Derangement of a Factor Upstream of RARα Triggers the Repression of a Pleiotropic Epigenetic Network

BACKGROUND: Chromatin adapts and responds to extrinsic and intrinsic cues. We hypothesize that inheritable aberrant chromatin states in cancer and aging are caused by genetic/environmental factors. In previous studies we demonstrated that either genetic mutations, or loss, of retinoic acid receptor alpha (RARα), can impair the integration of the retinoic acid (RA) signal at the chromatin of RA-responsive genes downstream of RARα, and can lead to aberrant repressive chromatin states marked by epigenetic modifications.

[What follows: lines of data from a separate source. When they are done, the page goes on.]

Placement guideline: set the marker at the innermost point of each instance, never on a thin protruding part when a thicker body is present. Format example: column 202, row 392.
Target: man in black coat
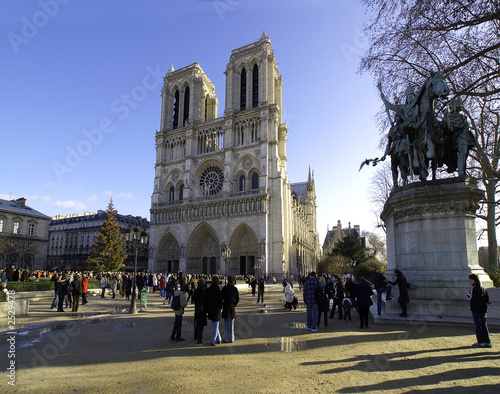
column 213, row 306
column 77, row 292
column 230, row 298
column 381, row 286
column 479, row 301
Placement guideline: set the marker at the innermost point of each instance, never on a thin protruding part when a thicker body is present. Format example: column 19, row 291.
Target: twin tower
column 222, row 202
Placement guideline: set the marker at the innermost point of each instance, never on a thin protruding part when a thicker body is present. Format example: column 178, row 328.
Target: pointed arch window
column 186, row 105
column 255, row 86
column 243, row 90
column 242, row 183
column 175, row 123
column 255, row 181
column 206, row 108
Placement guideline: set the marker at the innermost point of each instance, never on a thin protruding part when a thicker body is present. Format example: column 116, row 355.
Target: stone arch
column 168, row 254
column 203, row 251
column 244, row 247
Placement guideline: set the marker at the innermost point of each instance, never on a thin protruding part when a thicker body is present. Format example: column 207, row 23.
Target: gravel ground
column 273, row 353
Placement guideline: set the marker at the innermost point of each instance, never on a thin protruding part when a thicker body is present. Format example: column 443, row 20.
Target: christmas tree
column 108, row 251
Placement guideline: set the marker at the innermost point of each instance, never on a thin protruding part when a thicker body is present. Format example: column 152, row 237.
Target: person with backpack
column 311, row 301
column 200, row 313
column 179, row 302
column 479, row 301
column 230, row 298
column 213, row 306
column 323, row 303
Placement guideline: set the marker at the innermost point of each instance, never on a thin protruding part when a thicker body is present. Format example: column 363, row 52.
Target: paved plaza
column 103, row 349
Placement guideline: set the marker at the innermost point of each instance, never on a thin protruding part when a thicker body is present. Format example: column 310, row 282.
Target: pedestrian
column 253, row 284
column 213, row 306
column 103, row 284
column 363, row 293
column 162, row 286
column 289, row 294
column 55, row 301
column 178, row 307
column 200, row 313
column 479, row 301
column 129, row 280
column 381, row 286
column 230, row 298
column 309, row 295
column 323, row 304
column 62, row 290
column 349, row 287
column 260, row 291
column 347, row 306
column 338, row 297
column 404, row 297
column 69, row 293
column 85, row 286
column 114, row 286
column 77, row 292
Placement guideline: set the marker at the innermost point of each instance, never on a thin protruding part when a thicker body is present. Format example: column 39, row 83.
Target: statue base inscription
column 431, row 238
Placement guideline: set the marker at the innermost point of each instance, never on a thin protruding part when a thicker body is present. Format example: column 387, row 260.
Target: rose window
column 211, row 181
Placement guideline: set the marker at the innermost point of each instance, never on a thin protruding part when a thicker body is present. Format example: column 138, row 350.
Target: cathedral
column 222, row 202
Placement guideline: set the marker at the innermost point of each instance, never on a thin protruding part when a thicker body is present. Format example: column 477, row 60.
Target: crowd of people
column 323, row 295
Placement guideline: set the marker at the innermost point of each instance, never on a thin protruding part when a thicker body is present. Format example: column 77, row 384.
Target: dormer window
column 243, row 90
column 186, row 105
column 175, row 123
column 255, row 87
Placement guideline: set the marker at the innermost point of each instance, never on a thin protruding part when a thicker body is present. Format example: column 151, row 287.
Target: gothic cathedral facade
column 222, row 202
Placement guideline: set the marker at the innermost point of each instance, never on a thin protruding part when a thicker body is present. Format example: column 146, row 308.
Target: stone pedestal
column 431, row 238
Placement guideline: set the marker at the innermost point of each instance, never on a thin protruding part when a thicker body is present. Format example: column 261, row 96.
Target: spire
column 265, row 37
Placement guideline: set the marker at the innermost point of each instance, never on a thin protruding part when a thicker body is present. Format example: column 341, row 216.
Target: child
column 289, row 296
column 346, row 305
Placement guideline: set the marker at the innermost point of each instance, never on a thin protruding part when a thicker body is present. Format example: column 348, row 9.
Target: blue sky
column 80, row 98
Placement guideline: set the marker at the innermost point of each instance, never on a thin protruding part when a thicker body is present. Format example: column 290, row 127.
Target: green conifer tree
column 108, row 250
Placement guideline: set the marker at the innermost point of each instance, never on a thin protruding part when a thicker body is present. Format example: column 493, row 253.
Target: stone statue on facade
column 456, row 127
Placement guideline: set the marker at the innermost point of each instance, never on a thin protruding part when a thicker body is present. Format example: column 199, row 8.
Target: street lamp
column 136, row 242
column 226, row 253
column 262, row 260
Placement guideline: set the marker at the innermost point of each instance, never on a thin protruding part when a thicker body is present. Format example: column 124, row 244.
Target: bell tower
column 188, row 98
column 252, row 77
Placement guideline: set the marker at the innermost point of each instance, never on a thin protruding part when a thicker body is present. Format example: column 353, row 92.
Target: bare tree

In this study we tested whether the mere interference with the availability of RA signal at RARα, in cells with an otherwise functional RARα, can also induce epigenetic repression at RA-responsive genes downstream of RARα. METHODOLOGY/PRINCIPAL FINDINGS: To hamper the availability of RA at RARα in untransformed human mammary epithelial cells, we targeted the cellular RA-binding protein 2 (CRABP2), which transports RA from the cytoplasm onto the nuclear RARs. Stable ectopic expression of a CRABP2 mutant unable to enter the nucleus, as well as stable knock down of endogenous CRABP2, led to the coordinated transcriptional repression of a few RA-responsive genes downstream of RARα. The chromatin at these genes acquired an exacerbated repressed state, or state “of no return”. This aberrant state is unresponsive to RA, and therefore differs from the physiologically repressed, yet “poised” state, which is responsive to RA. Consistent with development of homozygosis for epigenetically repressed loci, a significant proportion of cells with a defective CRABP2-mediated RA transport developed heritable phenotypes indicative of loss of function. CONCLUSION/SIGNIFICANCE: Derangement/lack of a critical factor necessary for RARα function induces epigenetic repression of a RA-regulated gene network downstream of RARα, with major pleiotropic biological outcomes.